The voices and orchestra were fine and carried the opera with significant and usually sufficient emotional involvement. Dido's intense coup de foudre on first catching sight of Aeneas (a richly voiced Artur Janda) and the galvanic Restoration passion that erupted between them could perhaps have been made more explicit in this modern context. But then they are modern royals and not given to overt sensual display except rarely and if so, almost always scandalously.  

The placement of the 'otherworldly' scenes in a modern context tended to give rise  to significant staging challenges. The metaphysical elements and evil machinations of the sorceress and witches (enchantresses), in addition to the directives given to Aeneas by the Gods Mercury and Jove, required some suspension of disbelief. With imagination and suggestion this was never an obstacle.

Wanda Franek as the forbidding Sorceress

The alluring Witches Anna Koehler and Ewa Puchalska

The storm did not demolish us or them with fear and destruction ('Rending those fair Groves asunder'). I was also rather unsure of the sufficient depth of tragic seriousness of the golfing ('Behold, upon my bending spear') and pic-nic metaphor of the staging at times. 

Pic-nic and golf

The 'boozy sailors' were entertaining but the perceptive moral  irony of 

And silence their mourning 

With vows of returning 

But never intending to visit them more.

was rather lost in drunken antics. However, it lifted the mood away from the darker passions.

The modern choreography of Weronika Bartold was both sensual and alluring

The contemporary relevance of the CHORUS (the fine Vocal Ensemble of the Warsaw Chamber Opera) together with DIDO singing of betrayal, duplicity, mendacity and destruction was not lost on this watcher at the present bonfire of the vanities now taking place so close to his home.

CHORUS

Destruction's our delight 

Delight our greatest sorrow!

Elissa dies tonight and Carthage flames tomorrow

********

DIDO

Thus on the fatal Banks of Nile,

Weeps the deceitful crocodile

Thus hypocrites, that murder act,

Make heaven and Gods the authors of the Fact

The greatness of the concentrated economy of this magnificent music by Purcell and depth of poetic analysis of life by Tate often swept all my visual reservations of the production far away. 

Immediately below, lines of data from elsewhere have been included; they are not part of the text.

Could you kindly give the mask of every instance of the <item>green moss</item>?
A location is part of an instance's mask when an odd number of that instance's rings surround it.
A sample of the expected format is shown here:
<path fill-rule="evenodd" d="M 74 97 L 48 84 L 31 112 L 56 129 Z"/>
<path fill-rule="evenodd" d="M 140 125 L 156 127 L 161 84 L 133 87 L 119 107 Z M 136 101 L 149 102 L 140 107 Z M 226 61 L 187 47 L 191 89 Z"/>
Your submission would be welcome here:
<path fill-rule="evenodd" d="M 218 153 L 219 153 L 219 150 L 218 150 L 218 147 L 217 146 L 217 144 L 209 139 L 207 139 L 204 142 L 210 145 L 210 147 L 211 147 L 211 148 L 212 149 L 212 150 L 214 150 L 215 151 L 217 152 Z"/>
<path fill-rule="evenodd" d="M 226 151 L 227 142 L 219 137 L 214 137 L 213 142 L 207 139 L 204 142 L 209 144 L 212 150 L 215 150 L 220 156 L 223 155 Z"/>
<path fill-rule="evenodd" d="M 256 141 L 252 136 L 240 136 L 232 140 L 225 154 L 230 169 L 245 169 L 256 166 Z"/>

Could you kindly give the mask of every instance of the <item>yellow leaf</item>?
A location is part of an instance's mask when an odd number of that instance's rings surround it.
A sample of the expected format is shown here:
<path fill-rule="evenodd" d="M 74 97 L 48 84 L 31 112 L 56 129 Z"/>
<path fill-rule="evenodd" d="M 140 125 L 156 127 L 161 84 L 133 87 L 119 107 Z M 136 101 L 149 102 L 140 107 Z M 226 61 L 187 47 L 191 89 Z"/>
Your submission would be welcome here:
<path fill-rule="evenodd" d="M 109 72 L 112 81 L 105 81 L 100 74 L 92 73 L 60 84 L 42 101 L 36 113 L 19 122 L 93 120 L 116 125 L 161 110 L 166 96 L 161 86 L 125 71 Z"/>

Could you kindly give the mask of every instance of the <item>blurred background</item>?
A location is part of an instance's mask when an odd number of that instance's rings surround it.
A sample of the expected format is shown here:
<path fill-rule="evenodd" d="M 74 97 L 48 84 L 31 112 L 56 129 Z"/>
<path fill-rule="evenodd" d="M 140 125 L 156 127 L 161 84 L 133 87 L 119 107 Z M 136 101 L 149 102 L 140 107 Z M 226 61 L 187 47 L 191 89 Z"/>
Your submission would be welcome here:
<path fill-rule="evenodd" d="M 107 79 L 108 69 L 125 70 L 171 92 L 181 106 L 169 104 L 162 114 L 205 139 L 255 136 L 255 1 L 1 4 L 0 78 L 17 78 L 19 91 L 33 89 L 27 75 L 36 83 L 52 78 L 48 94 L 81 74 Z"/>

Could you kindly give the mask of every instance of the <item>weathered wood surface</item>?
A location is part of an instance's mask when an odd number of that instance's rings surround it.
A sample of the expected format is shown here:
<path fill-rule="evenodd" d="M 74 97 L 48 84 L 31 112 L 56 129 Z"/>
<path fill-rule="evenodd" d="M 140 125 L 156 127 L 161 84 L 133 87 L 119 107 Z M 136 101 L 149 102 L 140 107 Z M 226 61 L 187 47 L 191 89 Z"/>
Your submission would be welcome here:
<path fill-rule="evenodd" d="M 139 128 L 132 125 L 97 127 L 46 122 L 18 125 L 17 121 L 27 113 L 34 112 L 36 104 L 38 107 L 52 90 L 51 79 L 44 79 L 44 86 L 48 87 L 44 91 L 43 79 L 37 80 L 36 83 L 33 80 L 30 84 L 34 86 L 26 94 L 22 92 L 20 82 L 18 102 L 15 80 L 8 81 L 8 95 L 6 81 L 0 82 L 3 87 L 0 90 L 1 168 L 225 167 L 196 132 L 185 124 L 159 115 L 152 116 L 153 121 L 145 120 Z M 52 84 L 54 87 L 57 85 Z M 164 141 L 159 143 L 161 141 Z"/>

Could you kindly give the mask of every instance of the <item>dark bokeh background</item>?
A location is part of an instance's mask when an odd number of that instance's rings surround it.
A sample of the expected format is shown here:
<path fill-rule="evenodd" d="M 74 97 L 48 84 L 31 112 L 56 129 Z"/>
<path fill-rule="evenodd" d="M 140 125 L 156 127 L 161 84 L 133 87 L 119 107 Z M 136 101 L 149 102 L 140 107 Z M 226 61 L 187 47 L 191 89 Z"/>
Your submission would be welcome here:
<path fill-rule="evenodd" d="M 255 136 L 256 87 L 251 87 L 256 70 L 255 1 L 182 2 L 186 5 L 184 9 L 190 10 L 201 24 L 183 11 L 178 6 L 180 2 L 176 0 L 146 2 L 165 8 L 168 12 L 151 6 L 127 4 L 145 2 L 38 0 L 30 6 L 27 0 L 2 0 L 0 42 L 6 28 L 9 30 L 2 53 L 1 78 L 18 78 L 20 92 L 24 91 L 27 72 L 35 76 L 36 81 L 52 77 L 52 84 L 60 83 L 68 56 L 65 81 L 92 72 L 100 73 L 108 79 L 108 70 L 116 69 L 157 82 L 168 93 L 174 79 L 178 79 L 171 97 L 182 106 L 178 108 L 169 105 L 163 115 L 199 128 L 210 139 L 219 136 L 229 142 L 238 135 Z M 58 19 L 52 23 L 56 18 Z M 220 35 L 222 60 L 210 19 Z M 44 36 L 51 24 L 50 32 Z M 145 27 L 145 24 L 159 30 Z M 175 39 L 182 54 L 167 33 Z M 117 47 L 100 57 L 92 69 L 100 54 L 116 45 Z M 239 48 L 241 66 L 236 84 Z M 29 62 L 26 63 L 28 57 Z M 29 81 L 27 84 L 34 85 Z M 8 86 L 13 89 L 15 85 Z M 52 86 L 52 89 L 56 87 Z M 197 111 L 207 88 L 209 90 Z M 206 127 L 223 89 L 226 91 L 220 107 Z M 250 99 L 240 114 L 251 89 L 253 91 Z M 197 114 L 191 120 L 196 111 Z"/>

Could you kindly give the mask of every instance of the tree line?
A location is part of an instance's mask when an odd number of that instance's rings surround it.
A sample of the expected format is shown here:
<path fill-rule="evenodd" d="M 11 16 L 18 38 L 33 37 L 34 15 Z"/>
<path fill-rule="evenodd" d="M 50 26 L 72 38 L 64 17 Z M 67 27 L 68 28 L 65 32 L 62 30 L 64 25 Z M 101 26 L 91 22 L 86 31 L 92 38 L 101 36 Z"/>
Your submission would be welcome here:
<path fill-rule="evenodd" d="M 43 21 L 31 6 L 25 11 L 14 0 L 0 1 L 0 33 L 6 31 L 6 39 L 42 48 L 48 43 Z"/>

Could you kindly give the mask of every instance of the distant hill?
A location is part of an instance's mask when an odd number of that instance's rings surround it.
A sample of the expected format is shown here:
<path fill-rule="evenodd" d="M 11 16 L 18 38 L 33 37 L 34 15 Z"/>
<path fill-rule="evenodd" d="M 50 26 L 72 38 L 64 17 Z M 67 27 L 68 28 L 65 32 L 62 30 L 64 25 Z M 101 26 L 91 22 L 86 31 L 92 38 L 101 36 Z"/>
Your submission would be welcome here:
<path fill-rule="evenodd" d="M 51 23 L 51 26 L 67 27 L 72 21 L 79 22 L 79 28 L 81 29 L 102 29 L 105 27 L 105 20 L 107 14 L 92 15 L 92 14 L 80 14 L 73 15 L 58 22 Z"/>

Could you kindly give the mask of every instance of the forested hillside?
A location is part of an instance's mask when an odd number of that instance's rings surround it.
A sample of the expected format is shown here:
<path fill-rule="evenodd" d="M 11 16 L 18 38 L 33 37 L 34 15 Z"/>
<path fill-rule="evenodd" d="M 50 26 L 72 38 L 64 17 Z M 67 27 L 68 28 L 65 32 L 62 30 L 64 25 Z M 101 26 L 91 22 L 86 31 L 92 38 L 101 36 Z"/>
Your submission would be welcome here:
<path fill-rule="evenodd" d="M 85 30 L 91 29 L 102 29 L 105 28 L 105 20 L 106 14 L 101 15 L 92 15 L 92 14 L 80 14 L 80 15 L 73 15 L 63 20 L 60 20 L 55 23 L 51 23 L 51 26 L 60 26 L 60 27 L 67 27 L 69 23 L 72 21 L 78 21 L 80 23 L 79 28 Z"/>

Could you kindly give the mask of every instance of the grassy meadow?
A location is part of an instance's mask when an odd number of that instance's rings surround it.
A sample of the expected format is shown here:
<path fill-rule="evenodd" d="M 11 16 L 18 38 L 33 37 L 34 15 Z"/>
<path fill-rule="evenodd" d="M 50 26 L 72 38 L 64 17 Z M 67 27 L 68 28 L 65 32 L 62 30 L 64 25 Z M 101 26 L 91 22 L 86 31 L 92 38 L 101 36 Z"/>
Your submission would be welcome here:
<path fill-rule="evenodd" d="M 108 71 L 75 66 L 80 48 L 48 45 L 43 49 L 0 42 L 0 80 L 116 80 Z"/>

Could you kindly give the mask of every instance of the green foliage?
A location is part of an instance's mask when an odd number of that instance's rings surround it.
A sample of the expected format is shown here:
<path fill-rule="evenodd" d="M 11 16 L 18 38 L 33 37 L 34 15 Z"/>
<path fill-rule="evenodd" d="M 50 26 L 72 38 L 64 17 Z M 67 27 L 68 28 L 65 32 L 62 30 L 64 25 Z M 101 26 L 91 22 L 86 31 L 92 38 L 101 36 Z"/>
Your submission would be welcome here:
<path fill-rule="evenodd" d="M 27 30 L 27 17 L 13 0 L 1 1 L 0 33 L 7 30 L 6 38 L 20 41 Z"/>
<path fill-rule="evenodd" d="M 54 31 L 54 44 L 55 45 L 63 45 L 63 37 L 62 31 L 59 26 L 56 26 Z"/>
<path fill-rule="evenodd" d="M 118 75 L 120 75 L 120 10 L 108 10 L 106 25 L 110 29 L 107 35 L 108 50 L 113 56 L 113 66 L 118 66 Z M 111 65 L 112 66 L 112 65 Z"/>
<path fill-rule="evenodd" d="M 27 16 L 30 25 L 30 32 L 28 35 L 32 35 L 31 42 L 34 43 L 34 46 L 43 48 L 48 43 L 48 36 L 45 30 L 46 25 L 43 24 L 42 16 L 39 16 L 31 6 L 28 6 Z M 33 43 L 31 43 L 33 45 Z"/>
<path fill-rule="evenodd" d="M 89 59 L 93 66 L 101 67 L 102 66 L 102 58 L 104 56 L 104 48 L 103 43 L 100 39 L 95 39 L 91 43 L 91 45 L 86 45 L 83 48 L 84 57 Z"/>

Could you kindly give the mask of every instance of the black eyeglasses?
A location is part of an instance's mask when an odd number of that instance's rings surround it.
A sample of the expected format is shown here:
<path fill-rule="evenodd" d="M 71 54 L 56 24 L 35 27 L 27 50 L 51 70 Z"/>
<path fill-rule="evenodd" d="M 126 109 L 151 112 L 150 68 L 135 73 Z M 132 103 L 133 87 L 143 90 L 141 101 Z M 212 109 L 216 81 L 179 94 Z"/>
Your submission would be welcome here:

BELINDA (a delightful, wise and compassionate Joanna Radziszewska) expressed great psychological perception of the travails of unrequited love:

Pursue thy conquest, Love; her eyes
Confess the flame her tongue denies

The Death of Dido but not by suicide on a funeral pyre - a more contemporary view

The most famous aria in opera was movingly sung by Margarita Slepakova. It is impossible for me not to associate in my inner ear the desperately tragic Janet Baker in this aria. The music and poetry carry you with immanent force, if ever so briefly, into the inescapable arms of final dissolution. 

Recitative 

Thy hand, Belinda, darkness shades me,
On thy bosom let me rest,
More I would, but Death invades me;
Death is now a welcome guest.

Aria

When I am laid, am laid in earth, May my wrongs create
No trouble, no trouble in thy breast;
Remember me, remember me, but ah! forget m
y fate.
Remember me, but ah! forget my fate.


A thought provoking, contemporary production of an immortal, universal masterpiece that speaks of the tensions between ungoverned passion, duty and sacrifice directly to the heart, a work that surely cannot be heard and experienced too often in one's all too brief life.